Nor is it the position of the church that the gospels themselves are in any way infalliable. It has maintained that they are approved by the church, not the other way around, and has consistently limited the status accorded to passages appearing only in a single gospel, as opppose to the substance they agree on. Protestant literalists might disagree on that subject, but that is a disagreement between them and the church, not between the church and secular or Jewish critics.

But to the substance of the issue. The theological defense is that all sinners are to be regarded as guilty in the death of Jesus. As a point of theological doctrine this may be important, it may be moral, it may have no trace of anti-semitism. But from a secular or ecumenical point of view, this is a freely offered doctrine, not anything it is a dictate of reason or justice for everyone to embrace regardless of their other views.

Now this creates a bit of an issue for a non-catholic who disputes this theological point, and prefers the ordinary sense of guilt and innocence in human affairs to this theological understanding of common human sinfulness. He may understand the offered defense but still not regard it as remotely sufficient.

That is, someone, say me, says "look, I didn't kill Jesus so kindly stop accusing me of having done so." The reply is, "we are all sinners, and as sinners we are all guilty of it." To which I may reasonably reply, "it is all very well for you to admit your own sinfulness. You may call that humility I suppose. You perhaps know the depth of your own heart, I don't pretend to. But when you move on to asserting *my* sinfulness, you pass the bounds of humility and enter the realm of accusation. I repeat, I didn't kill Jesus; please stop saying that I did. Kindly leave me out of your "we all". I don't recognize that "we", and I simply deny the charge."

Now something of a dialogue of the deaf can hear ensue. One is reading as a particular accusation what the other intends as a universal theological doctrine. When the latter insists, not it is perfectly universal, he thinks he is clarifying and in doing so removing all just cause for offense. Which amounts to seeing possible offense only in a particular charge. But the former is not concerned with the particularity of the charge, but that it is a charge at all. Of which he considers himself quite innocent. He is not appeased by being accused along with a whole flock of other people, including the accuser. Because to him the offense lies in being unjustly accused, not in any invidious particularity in the charge.

What this amounts to, however, is taking offense at a theological doctrine of human sinfulness. All are sinners, says that doctrine. I'm bloody well not, says the objector, or at least not that particular sin. If you find another to condemn me for that I actually have committed, we can talk about that. But of this particular misdeed I am utterly innocent.

I do not think this disagreement is unreasonable. But I see no anti-semitism in it. Instead it ought to be formulated as an ecumenical objection to a piece of theological doctrine taught by another faith. Which is a plane on which reasonable dialogue is possible, and on which both can understand the other's position.

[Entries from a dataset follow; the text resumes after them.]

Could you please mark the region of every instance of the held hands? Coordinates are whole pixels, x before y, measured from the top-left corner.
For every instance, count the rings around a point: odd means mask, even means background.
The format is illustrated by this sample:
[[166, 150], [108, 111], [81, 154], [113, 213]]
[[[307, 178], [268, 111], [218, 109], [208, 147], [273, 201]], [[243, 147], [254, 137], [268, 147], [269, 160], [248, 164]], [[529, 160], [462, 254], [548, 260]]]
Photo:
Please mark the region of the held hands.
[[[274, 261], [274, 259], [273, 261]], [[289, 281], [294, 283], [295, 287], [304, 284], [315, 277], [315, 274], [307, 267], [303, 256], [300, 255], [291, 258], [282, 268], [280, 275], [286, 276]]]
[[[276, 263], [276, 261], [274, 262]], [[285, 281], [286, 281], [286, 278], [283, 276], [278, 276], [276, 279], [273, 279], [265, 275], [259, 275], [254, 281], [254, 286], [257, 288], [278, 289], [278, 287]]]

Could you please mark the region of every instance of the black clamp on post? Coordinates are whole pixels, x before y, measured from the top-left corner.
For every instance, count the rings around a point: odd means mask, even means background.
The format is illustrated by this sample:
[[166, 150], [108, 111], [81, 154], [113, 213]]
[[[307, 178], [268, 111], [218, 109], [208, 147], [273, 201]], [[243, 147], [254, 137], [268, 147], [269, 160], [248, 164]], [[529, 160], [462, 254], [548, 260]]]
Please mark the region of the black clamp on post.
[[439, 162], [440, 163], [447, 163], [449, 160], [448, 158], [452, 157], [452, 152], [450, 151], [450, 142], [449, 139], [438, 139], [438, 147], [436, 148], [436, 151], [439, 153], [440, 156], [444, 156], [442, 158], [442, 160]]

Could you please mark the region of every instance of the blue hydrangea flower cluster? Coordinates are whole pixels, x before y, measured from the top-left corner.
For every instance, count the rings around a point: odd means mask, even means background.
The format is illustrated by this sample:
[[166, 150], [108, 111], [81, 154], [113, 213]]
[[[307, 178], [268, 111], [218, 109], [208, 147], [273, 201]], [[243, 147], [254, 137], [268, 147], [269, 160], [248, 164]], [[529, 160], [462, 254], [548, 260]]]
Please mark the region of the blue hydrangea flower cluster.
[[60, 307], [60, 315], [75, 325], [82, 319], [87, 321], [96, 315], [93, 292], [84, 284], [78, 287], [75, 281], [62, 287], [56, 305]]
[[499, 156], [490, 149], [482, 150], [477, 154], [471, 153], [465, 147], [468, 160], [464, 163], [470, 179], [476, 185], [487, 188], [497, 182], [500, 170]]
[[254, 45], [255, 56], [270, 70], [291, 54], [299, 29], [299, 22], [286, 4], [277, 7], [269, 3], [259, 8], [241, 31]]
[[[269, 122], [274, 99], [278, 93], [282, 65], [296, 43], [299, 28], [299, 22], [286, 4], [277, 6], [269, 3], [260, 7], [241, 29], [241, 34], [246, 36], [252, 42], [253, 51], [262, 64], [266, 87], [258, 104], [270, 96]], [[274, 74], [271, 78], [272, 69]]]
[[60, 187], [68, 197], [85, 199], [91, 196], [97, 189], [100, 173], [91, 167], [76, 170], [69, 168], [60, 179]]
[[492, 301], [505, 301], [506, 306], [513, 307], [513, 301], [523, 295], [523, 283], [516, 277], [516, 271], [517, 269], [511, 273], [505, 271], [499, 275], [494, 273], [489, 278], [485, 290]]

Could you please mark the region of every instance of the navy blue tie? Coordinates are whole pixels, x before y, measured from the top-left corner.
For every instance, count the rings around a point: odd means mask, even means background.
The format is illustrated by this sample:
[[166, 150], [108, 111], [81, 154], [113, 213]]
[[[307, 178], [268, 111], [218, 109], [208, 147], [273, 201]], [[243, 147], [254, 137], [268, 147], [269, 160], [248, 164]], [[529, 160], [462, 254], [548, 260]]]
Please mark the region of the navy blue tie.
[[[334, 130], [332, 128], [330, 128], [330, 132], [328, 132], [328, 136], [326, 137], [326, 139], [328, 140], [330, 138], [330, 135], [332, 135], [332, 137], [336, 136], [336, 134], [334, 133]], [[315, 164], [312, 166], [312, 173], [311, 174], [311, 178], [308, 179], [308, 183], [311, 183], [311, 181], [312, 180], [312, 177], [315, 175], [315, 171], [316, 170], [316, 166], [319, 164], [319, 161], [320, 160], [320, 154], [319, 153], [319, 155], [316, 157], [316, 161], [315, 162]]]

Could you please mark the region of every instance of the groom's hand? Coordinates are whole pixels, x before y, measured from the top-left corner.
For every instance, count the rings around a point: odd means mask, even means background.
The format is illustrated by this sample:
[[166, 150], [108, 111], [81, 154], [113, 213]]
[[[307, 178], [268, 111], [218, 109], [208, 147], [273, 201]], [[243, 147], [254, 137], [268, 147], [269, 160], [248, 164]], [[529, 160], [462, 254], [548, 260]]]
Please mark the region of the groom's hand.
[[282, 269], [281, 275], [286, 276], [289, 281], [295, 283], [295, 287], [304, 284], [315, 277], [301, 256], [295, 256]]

A catholic could then argue in favor of this doctrine as reflecting a profound moral understanding of failing mankind. An objector might argue against its possible misinterpretation or misuse, or indeed on principle oppose its tendency to lump the truly guilty in with the comparatively righteous. That is a productive disagreement and a basis of moral dialogue. Mutual accusations over past injustices are not.

Indeed, there is a curious and almost comical reversal in the positions people take in these matters, when the subject shifts to present human politics. Some who are completely opposed to the idea of any kind of association with past misdeeds allegedly - and no more than allegedly - committed by some adherents of a certain faith, turn right around and accuse whole faiths of such responsibility for later deeds. Others defending the doctrine of human fallenness and inherent inadequacy, turn right around and justify particular leaders as entirely righteous in their conduct.

One should laugh. The most I manage is a thin smile.